Ahora que tanto se habla de libertad, convendría tomarse en serio las implicaciones de esa hermosa palabra en un contexto socioeconómico tan complicado como el presente. ¿Acaso alguien piensa que somos igualmente libres? Parece claro que carecemos de libertad para desarrollar nuestras vidas si estamos sometidos a poderes arbitrarios: el origen social y familiar que determina desigualdades de partida y nos condiciona de manera sustancial, la necesidad extrema, la pobreza, la precariedad, los estragos de una economía uberizada o los recortes sociales que lastran las posibilidades de los que menos tienen. Como recordaba Sancho Panza, «dos linajes solos hay en el mundo, que son el tener y el no tener». Cualquier proyecto realmente comprometido con la emancipación del ser humano debe articularse contra la tiranía de los orígenes, la que cronifica esos dos linajes y sepulta la verdadera libertad de los seres humanos.

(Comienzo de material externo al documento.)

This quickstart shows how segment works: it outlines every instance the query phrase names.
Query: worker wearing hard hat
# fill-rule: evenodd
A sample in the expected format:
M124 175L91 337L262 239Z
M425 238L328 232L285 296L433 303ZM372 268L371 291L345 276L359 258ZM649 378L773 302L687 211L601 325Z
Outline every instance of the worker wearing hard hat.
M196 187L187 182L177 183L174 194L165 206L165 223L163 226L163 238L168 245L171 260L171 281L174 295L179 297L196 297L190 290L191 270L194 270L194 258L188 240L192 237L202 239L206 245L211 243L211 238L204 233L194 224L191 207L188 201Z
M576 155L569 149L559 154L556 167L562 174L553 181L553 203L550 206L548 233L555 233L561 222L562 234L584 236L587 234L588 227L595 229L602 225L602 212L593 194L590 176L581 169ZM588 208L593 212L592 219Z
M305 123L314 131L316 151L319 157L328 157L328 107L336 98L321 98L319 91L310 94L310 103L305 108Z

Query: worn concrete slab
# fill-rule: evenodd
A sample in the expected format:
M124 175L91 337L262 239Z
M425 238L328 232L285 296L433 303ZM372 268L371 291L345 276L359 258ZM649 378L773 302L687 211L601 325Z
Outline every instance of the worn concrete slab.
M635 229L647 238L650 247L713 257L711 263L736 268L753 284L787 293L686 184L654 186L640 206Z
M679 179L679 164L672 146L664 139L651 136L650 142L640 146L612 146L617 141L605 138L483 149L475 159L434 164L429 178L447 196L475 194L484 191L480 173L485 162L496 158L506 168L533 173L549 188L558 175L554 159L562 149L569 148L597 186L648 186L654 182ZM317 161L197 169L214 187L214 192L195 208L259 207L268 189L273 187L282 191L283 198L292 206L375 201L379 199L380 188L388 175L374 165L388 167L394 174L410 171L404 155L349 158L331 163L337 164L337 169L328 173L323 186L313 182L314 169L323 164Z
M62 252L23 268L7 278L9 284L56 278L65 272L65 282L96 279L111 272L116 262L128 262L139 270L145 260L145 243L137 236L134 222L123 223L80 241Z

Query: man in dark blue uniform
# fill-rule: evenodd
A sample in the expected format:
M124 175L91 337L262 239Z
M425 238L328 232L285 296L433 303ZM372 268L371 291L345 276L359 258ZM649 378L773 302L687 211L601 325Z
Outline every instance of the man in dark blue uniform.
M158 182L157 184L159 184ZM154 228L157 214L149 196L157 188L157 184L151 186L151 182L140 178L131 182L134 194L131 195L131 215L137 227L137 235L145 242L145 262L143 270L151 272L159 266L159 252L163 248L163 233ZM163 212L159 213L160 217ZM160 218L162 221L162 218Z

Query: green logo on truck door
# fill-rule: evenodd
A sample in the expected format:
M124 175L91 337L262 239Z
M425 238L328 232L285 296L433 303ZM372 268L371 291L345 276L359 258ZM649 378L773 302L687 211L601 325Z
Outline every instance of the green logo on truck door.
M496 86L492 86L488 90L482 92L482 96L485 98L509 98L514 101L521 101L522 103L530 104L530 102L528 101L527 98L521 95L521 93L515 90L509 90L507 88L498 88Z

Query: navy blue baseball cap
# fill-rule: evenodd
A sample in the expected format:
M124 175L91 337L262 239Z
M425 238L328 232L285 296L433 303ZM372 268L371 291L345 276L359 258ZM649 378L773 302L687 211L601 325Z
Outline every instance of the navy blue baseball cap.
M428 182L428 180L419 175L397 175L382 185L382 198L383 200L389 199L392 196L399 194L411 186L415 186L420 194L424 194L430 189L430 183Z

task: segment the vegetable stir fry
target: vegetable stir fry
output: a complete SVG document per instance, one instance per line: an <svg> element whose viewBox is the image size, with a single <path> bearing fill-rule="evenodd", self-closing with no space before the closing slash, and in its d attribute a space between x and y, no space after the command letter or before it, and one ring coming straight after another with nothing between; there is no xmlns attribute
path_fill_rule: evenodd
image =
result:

La sombría reacción identitariaEn paralelo, las consecuencias económicas del capitalismo determinan las formas culturales hegemónicas en la organización social. Así, asistimos a la decantación de sociedades caracterizadas por un individualismo creciente, que se ve espoleado por la inestabilidad laboral y vital, así como por la falta de garantías para desarrollar una vida que no esté sometida a la constante incertidumbre. Estas situaciones son con frecuencia aprovechadas por parte de los poderes económicos para blanquear como «oportunidades» carencias materiales sangrantes, como tener que compartir una vivienda con otros porque no puedes pagártela --no porque realmente desees esa experiencia- o verte obligado a transformar tus vacaciones en un híbrido entre trabajo y presunto descanso, sufriendo una clara pérdida de derechos.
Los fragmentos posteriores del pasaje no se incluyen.